Битва развивалась в точности по сценарию лакедемонянина. Римляне без особого труда обратили в бегство фалангу, составленную из неумелых в ратном деле карфагенских купцов, зато на флангах великолепная нумидийская конница смяла немногочисленную римскую, а потом сказали свое слово и элефанты, сначала остановившие римлян, а потом и заставившие их попятиться. А африканская конница уже атаковала с тыла…

Поле битвы было завалено трупами легионеров. Поражение оказалось катастрофическим, остаткам римского войска лишь оставалось убраться из Африки. Война вновь перенеслась в Сицилию. Римляне успешно били врагов на суше, благо у карфагенян более не было Ксантиппа, отправившегося на родину и загадочным образом скончавшегося в пути, пунам сопутствовала удача на море. В конце концов, между враждующими сторонами восстановилось пресловутое status quo, иными словами положение, существовавшее до войны. Как раз именно в этот момент на сцене появился наш герой Гамилькар, назначенный командовать пунийским флотом.

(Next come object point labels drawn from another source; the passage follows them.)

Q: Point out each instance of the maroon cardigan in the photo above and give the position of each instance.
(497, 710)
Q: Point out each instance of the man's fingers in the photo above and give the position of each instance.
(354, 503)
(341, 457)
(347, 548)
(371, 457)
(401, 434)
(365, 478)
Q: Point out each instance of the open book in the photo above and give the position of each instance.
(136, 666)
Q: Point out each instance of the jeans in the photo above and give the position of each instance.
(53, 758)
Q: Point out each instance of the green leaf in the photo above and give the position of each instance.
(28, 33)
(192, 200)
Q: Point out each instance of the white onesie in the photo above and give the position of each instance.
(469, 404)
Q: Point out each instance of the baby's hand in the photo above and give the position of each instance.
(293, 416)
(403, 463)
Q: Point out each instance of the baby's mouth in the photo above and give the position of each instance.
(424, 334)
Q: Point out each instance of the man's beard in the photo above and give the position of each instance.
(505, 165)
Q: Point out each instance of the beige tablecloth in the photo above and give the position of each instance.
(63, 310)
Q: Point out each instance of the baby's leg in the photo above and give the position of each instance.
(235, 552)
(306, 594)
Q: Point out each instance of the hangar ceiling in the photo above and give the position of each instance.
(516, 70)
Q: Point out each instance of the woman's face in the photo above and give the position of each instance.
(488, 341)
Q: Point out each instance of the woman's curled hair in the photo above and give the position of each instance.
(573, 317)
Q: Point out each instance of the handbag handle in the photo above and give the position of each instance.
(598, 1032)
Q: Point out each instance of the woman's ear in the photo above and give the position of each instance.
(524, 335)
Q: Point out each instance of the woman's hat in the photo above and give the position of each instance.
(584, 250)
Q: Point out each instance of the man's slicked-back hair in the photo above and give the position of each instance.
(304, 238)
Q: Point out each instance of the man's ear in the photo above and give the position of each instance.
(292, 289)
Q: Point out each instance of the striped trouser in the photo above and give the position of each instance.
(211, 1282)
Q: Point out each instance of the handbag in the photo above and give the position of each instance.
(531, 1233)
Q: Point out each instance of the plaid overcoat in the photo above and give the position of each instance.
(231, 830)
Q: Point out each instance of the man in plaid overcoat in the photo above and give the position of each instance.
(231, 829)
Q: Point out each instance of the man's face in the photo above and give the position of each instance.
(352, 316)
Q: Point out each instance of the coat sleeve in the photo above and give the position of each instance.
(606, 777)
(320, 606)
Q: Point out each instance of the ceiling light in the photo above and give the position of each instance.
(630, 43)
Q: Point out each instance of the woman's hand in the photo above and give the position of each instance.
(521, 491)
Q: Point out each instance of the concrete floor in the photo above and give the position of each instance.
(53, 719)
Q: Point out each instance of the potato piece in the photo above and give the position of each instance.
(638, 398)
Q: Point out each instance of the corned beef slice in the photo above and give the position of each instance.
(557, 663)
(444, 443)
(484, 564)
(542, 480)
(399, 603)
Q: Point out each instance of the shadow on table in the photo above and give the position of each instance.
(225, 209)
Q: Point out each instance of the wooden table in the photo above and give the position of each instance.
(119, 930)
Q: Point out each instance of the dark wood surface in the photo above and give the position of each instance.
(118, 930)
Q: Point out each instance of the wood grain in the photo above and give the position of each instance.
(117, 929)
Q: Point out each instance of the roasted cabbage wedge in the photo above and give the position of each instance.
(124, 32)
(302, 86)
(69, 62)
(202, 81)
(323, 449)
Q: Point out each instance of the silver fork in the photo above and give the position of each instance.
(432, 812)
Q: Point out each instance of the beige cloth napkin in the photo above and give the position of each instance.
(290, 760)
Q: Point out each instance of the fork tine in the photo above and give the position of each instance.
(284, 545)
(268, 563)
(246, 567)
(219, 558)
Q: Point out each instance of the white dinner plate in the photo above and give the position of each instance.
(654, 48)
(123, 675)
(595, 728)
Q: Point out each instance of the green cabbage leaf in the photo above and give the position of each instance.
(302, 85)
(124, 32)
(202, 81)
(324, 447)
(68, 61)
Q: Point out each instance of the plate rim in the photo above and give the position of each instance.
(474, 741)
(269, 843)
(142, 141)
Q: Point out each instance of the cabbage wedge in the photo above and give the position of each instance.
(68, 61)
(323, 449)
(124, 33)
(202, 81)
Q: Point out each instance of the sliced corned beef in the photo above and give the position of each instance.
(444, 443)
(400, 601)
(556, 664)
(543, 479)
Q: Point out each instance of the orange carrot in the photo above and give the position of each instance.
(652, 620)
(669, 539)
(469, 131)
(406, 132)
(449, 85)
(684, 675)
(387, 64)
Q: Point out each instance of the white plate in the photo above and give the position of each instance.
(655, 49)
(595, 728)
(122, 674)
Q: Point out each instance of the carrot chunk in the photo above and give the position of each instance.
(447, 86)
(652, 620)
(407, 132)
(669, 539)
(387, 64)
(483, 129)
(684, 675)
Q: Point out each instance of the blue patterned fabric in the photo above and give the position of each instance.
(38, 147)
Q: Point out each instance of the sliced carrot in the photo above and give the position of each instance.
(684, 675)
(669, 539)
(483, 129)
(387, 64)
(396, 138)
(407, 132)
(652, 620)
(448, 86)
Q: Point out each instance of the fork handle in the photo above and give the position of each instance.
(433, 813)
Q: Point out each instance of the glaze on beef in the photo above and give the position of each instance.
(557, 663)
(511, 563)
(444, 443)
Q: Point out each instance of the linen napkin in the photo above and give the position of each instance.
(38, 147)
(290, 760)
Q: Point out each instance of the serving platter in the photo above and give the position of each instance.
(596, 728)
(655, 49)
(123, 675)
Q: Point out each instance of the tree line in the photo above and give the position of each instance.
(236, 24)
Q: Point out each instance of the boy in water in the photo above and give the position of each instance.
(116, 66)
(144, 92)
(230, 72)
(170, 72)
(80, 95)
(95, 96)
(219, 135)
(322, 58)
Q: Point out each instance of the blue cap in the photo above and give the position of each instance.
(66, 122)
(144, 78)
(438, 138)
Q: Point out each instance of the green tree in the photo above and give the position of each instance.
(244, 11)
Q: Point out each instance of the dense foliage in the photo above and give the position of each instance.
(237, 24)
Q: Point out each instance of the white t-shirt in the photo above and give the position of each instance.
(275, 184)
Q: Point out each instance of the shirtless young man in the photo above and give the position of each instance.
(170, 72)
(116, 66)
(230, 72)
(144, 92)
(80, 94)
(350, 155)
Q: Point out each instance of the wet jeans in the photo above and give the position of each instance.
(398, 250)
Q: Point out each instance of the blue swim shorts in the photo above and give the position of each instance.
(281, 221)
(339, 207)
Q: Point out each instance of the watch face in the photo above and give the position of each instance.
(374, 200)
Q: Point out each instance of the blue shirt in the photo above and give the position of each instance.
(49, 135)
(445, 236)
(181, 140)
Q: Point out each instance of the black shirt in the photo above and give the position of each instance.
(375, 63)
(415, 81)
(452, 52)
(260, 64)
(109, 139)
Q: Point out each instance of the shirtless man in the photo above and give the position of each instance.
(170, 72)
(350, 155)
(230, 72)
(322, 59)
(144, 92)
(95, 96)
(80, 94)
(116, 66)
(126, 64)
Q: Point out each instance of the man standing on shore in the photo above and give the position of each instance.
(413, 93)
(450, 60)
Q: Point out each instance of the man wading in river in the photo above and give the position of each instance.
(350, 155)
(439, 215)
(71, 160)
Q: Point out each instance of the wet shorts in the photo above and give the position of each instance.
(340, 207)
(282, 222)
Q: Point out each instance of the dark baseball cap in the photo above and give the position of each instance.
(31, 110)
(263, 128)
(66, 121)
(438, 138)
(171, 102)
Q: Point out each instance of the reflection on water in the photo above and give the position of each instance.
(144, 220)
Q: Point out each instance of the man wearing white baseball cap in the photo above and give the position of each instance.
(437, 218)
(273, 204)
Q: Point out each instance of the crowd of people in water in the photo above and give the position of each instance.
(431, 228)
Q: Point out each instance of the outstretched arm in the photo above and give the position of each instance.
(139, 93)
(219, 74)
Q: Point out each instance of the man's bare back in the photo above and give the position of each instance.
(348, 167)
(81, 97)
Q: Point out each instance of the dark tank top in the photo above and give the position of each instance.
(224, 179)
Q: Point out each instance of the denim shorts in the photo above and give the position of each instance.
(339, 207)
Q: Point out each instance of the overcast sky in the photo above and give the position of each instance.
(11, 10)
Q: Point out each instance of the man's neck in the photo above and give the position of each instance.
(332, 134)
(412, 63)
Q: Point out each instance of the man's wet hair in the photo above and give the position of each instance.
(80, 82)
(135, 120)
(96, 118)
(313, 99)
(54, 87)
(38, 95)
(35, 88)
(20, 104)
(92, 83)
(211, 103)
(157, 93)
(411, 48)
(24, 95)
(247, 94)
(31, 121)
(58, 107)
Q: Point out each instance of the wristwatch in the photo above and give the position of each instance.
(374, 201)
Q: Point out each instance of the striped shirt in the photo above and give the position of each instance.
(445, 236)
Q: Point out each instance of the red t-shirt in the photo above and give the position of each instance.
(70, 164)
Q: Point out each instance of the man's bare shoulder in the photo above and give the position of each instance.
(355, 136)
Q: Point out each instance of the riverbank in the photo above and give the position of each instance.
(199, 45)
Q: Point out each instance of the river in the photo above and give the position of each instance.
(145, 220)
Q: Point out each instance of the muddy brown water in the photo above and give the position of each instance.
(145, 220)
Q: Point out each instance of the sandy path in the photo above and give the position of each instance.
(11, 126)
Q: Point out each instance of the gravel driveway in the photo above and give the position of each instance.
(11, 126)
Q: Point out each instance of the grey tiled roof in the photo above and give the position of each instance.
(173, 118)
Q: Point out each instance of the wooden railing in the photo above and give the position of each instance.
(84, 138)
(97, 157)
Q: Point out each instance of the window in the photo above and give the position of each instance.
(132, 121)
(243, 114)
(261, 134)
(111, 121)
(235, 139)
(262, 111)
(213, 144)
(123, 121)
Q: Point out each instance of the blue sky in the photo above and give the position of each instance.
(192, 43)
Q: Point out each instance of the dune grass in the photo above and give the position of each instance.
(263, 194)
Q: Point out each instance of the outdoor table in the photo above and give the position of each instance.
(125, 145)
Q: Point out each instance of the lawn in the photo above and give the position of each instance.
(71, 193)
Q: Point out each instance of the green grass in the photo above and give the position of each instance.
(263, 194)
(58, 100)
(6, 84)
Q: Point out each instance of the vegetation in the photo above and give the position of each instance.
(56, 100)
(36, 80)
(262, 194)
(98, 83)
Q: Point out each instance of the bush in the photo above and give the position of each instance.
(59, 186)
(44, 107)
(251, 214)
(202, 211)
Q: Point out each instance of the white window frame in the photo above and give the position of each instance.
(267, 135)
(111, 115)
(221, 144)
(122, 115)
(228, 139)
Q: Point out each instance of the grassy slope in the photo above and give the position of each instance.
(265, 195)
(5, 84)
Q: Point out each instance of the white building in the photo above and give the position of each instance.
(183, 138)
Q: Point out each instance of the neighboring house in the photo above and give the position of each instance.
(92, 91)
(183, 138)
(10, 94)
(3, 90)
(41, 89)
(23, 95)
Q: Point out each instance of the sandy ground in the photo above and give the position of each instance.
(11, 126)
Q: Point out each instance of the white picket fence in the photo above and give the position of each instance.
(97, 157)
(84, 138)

Гамилькар был молод для звания полководца, и немалую роль в его назначении сыграли знатность, да то влияние, каким пользовался род Гамилькара. Но не только. Ведь к тому времени Гамилькар уже носил почетное прозвище Барка, что означает Молния, а это значило, что он быстр в решениях и грозен в бою. Он имел немалый опыт и, вне сомнения, отличился в морских битвах, в том числе и в последней, когда флот Атарбала разнес в пух и прах римскую эскадру при Дрепане. Карфагеняне пустили тогда на дно сто римских судов и захватили еще восемьдесят; римляне потеряли тридцать тысяч бойцов – куда больше, чем в любом из сухопутных сражений. У нас нет прямых оснований утверждать, что Гамилькар участвовал в этом сражении, но мы вправе предположить, что он был там, ибо безумно доверять командование кораблями адмиралу, не проявившему себя в победоносной навархии. Так что Гамилькар был уже испытанным, хоть и молодым еще генералом, известным своей ярой непримиримостью к Риму.

– Рим должен быть разрушен! – восклицал он, в то время как все прочие соглашались на более скромную победу.

Приняв командование, Гамилькар тут же отважился на дерзость, о какой до него не помышлял ни один карфагенянин. С несколькими десятками кораблей он принялся опустошать южное побережье Италии. Римляне не обратили на это внимания, уверенные, что судьба решится на Сицилии. Понял это и Гамилькар. Повернув к Сицилии, он занял гору Эйркте. Отсюда можно было разорять как саму Сицилию, так и Италию. На протяжении трех лет пунийский полководец вел упорнейшую борьбу с расположившимся неподалеку, в городе Эриксе, римским гарнизоном. Борьба была изматывающей и почти безрезультатной. Полибий, описывая ее, сравнивает враждебные стороны с бойцовскими петухами. «Не раз такие птицы, потеряв от изнеможения способность владеть крыльями, находят себе опору в собственной отваге и продолжают наносить друг другу удары, пока наконец сами собой не кидаются друг на друга… Подобно этому, римляне и карфагеняне, утомленные трудами непрерывной борьбы, истощены были вконец, а налоги и расходы, удручавшие их долгое время, подорвали их силы».